1.法定受託事務についての代執行とはそもそも何か
地方自治法上では、法定受託事務についての代執行について、下記の通り、定められています(245条の8)。
-地方自治法-
第245条の8 各大臣は、その所管する法律若しくはこれに基づく政令に係る都道府県知事の法定受託事務の管理若しくは執行が法令の規定若しくは当該各大臣の処分に違反するものがある場合又は当該法定受託事務の管理若しくは執行を怠るものがある場合において、本項から第八項までに規定する措置以外の方法によつてその是正を図ることが困難であり、かつ、それを放置することにより著しく公益を害することが明らかであるときは、文書により、当該都道府県知事に対して、その旨を指摘し、期限を定めて、当該違反を是正し、又は当該怠る法定受託事務の管理若しくは執行を改めるべきことを勧告することができる。

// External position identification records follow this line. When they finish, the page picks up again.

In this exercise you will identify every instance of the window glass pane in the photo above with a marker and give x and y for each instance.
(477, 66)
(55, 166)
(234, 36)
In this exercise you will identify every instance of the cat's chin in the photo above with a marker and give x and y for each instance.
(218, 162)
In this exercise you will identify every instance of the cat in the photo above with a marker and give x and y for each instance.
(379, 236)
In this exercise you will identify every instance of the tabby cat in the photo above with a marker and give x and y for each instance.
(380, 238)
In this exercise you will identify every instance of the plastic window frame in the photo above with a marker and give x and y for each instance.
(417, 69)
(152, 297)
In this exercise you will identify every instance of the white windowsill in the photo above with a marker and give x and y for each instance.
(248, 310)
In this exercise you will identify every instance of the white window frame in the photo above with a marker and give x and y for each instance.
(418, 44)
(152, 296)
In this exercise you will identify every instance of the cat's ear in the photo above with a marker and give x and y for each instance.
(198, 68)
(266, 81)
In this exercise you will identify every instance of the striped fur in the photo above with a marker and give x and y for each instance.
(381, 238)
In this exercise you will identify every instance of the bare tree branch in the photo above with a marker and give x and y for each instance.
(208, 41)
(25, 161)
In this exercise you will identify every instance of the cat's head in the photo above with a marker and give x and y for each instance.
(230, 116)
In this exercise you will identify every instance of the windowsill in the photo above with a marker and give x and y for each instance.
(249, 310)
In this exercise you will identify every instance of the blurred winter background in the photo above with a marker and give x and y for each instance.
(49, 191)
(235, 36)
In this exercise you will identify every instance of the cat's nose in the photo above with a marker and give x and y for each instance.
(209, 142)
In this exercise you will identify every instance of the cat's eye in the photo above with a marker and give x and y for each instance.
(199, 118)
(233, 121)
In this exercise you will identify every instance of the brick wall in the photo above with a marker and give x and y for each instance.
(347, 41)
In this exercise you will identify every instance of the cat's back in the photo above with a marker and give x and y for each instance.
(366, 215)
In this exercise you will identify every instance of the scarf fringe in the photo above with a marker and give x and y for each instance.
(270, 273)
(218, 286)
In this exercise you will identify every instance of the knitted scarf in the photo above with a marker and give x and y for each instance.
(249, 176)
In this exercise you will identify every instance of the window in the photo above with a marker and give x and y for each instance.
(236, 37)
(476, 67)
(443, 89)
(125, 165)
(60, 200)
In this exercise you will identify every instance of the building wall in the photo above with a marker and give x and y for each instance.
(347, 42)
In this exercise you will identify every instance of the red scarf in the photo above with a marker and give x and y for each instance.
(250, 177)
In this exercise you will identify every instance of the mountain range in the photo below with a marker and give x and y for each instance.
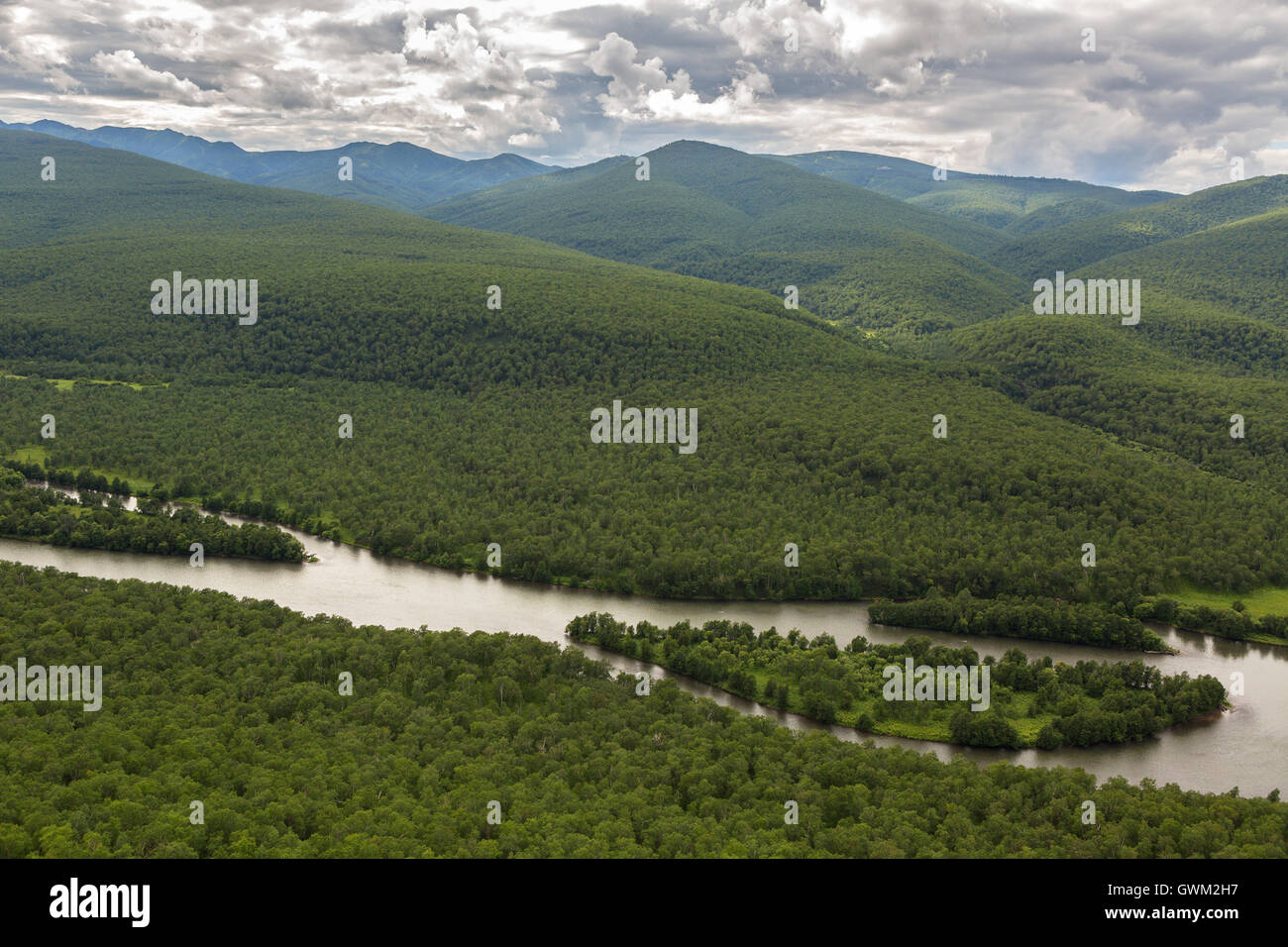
(815, 423)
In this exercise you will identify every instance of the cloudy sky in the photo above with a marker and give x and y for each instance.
(1164, 93)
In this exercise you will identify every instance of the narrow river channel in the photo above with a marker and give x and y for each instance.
(1245, 748)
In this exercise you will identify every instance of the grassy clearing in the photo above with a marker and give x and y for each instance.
(1269, 600)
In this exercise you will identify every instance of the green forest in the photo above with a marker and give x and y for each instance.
(236, 703)
(471, 425)
(1030, 702)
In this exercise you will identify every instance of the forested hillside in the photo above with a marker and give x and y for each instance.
(1014, 205)
(1076, 245)
(472, 425)
(237, 705)
(855, 257)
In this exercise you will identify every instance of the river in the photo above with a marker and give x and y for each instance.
(1245, 748)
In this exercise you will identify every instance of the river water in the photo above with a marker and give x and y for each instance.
(1245, 748)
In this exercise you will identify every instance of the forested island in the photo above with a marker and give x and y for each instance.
(1028, 702)
(237, 703)
(98, 521)
(1051, 620)
(1016, 617)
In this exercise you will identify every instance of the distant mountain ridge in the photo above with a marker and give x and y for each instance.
(855, 257)
(1016, 205)
(399, 175)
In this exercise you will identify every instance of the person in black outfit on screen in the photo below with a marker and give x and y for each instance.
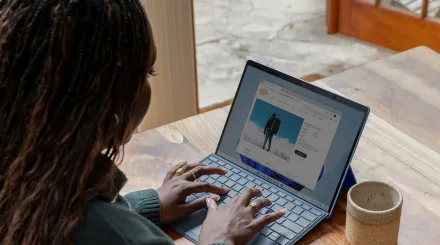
(271, 129)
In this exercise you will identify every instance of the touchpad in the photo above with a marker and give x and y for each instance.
(191, 225)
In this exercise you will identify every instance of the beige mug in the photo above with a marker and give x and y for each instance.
(373, 214)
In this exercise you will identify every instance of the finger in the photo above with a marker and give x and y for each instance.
(201, 203)
(248, 195)
(199, 187)
(260, 203)
(211, 204)
(172, 171)
(265, 219)
(203, 170)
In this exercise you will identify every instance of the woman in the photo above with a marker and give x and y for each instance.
(72, 90)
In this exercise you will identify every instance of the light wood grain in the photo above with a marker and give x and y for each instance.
(385, 153)
(174, 87)
(384, 25)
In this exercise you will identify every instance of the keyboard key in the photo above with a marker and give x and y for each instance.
(305, 206)
(250, 185)
(315, 211)
(242, 181)
(273, 238)
(210, 180)
(265, 231)
(191, 198)
(281, 201)
(250, 178)
(203, 177)
(232, 193)
(198, 195)
(308, 215)
(303, 222)
(230, 183)
(237, 187)
(218, 184)
(213, 159)
(235, 177)
(273, 197)
(292, 226)
(215, 176)
(266, 193)
(282, 194)
(282, 240)
(293, 217)
(275, 235)
(283, 231)
(280, 220)
(264, 211)
(289, 206)
(276, 207)
(206, 161)
(222, 179)
(298, 210)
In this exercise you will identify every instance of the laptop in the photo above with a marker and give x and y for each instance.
(292, 140)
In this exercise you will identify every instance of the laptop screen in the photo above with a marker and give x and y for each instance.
(297, 136)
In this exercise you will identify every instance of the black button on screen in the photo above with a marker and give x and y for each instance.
(301, 154)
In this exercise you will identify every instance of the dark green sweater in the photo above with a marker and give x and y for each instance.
(132, 220)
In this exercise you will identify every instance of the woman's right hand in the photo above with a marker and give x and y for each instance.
(234, 222)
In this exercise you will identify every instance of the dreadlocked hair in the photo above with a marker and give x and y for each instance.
(67, 69)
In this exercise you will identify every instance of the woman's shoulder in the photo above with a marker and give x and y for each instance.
(113, 223)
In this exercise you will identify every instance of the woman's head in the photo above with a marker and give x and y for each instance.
(72, 86)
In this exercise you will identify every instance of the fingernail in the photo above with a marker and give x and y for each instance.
(214, 197)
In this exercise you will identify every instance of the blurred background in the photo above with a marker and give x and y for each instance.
(203, 44)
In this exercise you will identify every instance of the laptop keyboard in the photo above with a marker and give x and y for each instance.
(299, 215)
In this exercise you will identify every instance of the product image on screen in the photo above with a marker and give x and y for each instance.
(272, 129)
(287, 134)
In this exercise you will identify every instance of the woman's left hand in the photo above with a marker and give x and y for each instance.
(176, 188)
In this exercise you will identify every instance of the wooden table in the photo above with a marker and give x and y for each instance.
(400, 144)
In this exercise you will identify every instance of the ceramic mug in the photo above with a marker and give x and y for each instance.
(373, 214)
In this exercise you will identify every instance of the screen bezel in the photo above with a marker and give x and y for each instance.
(355, 105)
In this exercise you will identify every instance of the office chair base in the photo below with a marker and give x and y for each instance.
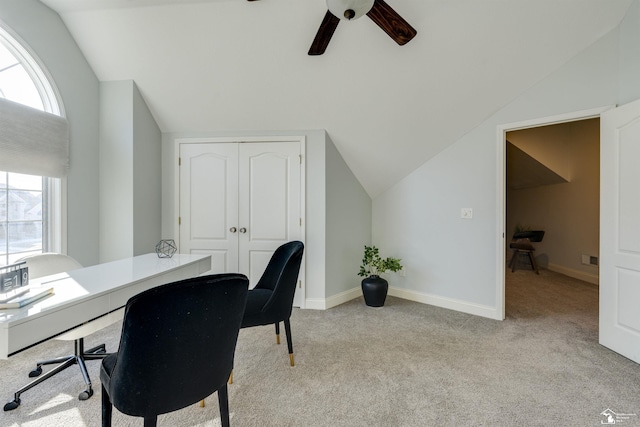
(78, 358)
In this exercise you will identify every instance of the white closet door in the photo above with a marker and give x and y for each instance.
(620, 230)
(209, 203)
(270, 205)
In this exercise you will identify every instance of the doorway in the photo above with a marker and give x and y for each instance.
(556, 209)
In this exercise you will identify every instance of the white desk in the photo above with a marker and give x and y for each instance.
(88, 293)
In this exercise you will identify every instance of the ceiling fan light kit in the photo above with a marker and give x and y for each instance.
(349, 9)
(377, 10)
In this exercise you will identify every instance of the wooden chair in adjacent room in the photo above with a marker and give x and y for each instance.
(522, 247)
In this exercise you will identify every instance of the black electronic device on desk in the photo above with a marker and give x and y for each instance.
(13, 276)
(14, 289)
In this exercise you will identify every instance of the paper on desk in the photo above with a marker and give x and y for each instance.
(22, 299)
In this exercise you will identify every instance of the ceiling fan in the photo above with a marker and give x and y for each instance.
(379, 12)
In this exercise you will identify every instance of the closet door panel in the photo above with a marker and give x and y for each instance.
(269, 205)
(209, 203)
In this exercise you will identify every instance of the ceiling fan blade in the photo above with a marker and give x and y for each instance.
(392, 23)
(323, 37)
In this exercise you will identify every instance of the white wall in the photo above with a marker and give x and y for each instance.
(147, 177)
(47, 36)
(452, 262)
(348, 213)
(130, 183)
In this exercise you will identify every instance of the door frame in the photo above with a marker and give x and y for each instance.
(501, 181)
(253, 139)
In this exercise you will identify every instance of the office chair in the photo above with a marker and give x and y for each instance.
(45, 264)
(521, 245)
(271, 300)
(177, 347)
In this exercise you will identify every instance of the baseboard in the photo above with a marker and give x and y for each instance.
(334, 300)
(449, 303)
(443, 302)
(580, 275)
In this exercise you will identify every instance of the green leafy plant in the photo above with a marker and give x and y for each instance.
(373, 264)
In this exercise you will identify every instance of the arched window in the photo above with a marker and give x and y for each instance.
(30, 205)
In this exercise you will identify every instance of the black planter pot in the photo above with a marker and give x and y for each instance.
(374, 289)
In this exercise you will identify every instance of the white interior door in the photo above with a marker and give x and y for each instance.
(239, 201)
(209, 203)
(269, 183)
(620, 230)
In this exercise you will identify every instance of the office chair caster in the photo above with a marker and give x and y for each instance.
(86, 394)
(12, 405)
(35, 372)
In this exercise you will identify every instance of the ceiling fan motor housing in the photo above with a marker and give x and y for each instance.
(349, 9)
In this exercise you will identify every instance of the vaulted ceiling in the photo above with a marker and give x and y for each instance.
(225, 65)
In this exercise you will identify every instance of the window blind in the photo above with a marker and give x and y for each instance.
(32, 141)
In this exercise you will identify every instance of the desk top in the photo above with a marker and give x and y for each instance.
(87, 293)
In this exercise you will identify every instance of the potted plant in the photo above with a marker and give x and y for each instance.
(374, 287)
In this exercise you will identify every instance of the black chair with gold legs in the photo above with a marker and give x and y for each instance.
(271, 300)
(177, 347)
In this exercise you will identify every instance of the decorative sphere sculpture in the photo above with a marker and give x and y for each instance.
(166, 248)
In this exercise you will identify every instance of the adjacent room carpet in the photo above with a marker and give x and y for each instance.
(405, 364)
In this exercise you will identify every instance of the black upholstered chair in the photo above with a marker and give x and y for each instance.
(177, 347)
(271, 300)
(521, 245)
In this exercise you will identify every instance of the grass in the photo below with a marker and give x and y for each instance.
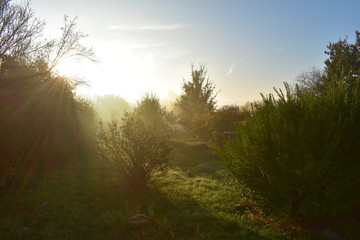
(191, 201)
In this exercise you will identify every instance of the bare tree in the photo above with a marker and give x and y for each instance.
(20, 35)
(68, 45)
(19, 29)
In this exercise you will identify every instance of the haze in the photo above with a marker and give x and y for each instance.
(248, 47)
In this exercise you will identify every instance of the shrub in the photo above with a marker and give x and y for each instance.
(299, 153)
(135, 148)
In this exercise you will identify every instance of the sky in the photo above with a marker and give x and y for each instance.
(248, 47)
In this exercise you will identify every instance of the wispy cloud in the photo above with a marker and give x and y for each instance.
(280, 49)
(155, 27)
(231, 69)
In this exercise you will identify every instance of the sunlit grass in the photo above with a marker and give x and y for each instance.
(83, 201)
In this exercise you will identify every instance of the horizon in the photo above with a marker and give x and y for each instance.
(248, 47)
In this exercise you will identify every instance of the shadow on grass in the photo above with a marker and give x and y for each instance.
(197, 159)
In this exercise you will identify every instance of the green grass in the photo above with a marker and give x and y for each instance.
(84, 200)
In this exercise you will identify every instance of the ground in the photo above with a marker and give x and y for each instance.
(194, 199)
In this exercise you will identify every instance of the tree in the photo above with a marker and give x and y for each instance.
(196, 102)
(223, 122)
(343, 63)
(19, 29)
(41, 117)
(313, 80)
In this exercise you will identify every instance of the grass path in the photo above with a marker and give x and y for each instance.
(84, 201)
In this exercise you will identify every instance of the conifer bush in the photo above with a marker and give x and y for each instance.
(299, 151)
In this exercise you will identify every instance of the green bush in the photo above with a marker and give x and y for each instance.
(136, 148)
(299, 152)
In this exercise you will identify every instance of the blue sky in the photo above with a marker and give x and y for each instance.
(248, 46)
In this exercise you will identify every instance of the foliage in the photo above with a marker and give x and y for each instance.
(196, 102)
(299, 153)
(19, 30)
(343, 63)
(149, 110)
(223, 122)
(139, 146)
(313, 80)
(41, 120)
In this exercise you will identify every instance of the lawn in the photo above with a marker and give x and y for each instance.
(193, 200)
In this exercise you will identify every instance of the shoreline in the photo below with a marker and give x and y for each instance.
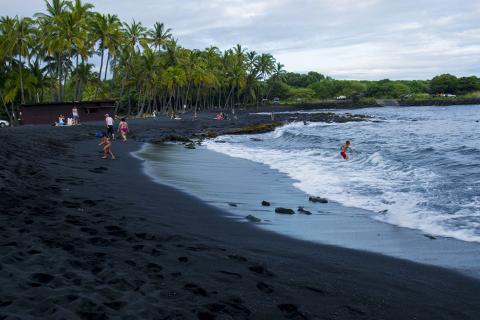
(194, 172)
(98, 238)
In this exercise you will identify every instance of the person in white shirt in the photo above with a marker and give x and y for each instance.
(109, 122)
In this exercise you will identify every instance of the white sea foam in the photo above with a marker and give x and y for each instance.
(369, 182)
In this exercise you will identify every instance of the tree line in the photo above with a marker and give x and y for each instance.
(314, 86)
(69, 52)
(50, 57)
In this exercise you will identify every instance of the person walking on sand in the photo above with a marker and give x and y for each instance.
(76, 119)
(107, 147)
(109, 122)
(123, 129)
(343, 150)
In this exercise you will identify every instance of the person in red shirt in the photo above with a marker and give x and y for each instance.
(343, 150)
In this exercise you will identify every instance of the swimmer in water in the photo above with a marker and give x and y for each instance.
(343, 150)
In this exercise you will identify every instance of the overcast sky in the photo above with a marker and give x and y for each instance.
(347, 39)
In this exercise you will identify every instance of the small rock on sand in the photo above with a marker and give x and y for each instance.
(284, 211)
(252, 218)
(302, 210)
(318, 200)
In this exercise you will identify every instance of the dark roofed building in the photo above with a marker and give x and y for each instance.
(47, 113)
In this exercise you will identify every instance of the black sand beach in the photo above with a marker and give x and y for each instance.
(86, 238)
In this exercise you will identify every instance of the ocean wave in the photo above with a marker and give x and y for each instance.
(395, 191)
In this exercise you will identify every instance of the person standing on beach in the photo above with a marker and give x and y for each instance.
(107, 147)
(109, 122)
(123, 129)
(343, 150)
(75, 116)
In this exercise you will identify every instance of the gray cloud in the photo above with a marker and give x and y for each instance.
(367, 39)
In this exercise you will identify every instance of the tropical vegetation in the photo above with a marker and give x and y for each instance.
(69, 52)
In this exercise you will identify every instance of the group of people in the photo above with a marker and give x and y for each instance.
(109, 135)
(63, 120)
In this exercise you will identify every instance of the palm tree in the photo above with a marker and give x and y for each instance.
(17, 43)
(159, 36)
(112, 40)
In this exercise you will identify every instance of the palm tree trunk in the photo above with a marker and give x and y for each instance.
(77, 80)
(106, 66)
(99, 73)
(59, 74)
(21, 79)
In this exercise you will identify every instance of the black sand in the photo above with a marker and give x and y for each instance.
(86, 238)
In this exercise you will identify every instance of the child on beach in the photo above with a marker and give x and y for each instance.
(123, 129)
(343, 150)
(107, 147)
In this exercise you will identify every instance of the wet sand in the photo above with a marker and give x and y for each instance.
(86, 238)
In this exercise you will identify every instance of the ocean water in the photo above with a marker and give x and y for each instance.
(412, 167)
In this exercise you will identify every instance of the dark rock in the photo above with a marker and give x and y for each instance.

2 各大臣は、都道府県知事が前項の期限までに同項の規定による勧告に係る事項を行わないときは、文書により、当該都道府県知事に対し、期限を定めて当該事項を行うべきことを指示することができる。
3 各大臣は、都道府県知事が前項の期限までに当該事項を行わないときは、高等裁判所に対し、訴えをもつて、当該事項を行うべきことを命ずる旨の裁判を請求することができる。
2.法定受託事務についての代執行の要件
法律で定められた要件を分解すると以下のようになります。
- ➀都道府県の法定受託事務の管理若しくは執行・・・・法令の規定若しくは当該各大臣の処分に違反する者がある場合、②当該法定受託事務の管理若しくは執行を怠るものがある場合
- 本項から第八項までに規定する措置以外の方法によつてその是正を図ることが困難
- それを放置することにより著しく公益を害することが明らか
- まずは勧告・指示をしたけれど、従わなかった場合
3.法定受託事務についての代執行の手順
手順としては「勧告」(1項)、「指示」(2項)、「高等裁判所での裁判」(3項)の順に進みます。普通の訴訟と異なり、いきなり高等裁判所に進むのが特徴ですね。
4.法定受託事務についての代執行制度の由来
地方自治法旧151条の2が定めていた職務執行命令訴訟の手続に準じたもの(宇賀「地方自治法概説」3版p.269)。
5.2023年10月の国が提起した訴訟
NHKニュースによると、国は以下のように主張したようです。
[外部リンク]沖縄 辺野古工事の承認めぐる“代執行”裁判 初弁論で結審
国側は「最高裁判所で先月、承認しない県の事務処理が違法だという判断が確定しているにもかかわらず、違法な事務遂行を続けていて代執行以外の手段はない。日本の安全保障と普天間基地の固定化の回避が達成できず、放置することで著しく公益を害することは明らかだ」と主張しました。そのうえで「法治国家の基盤である『法律による行政』の原理に反する看過しがたい事態だ」などと県の対応を批判し、県に承認することを命じる判決を速やかに言い渡すよう求めました。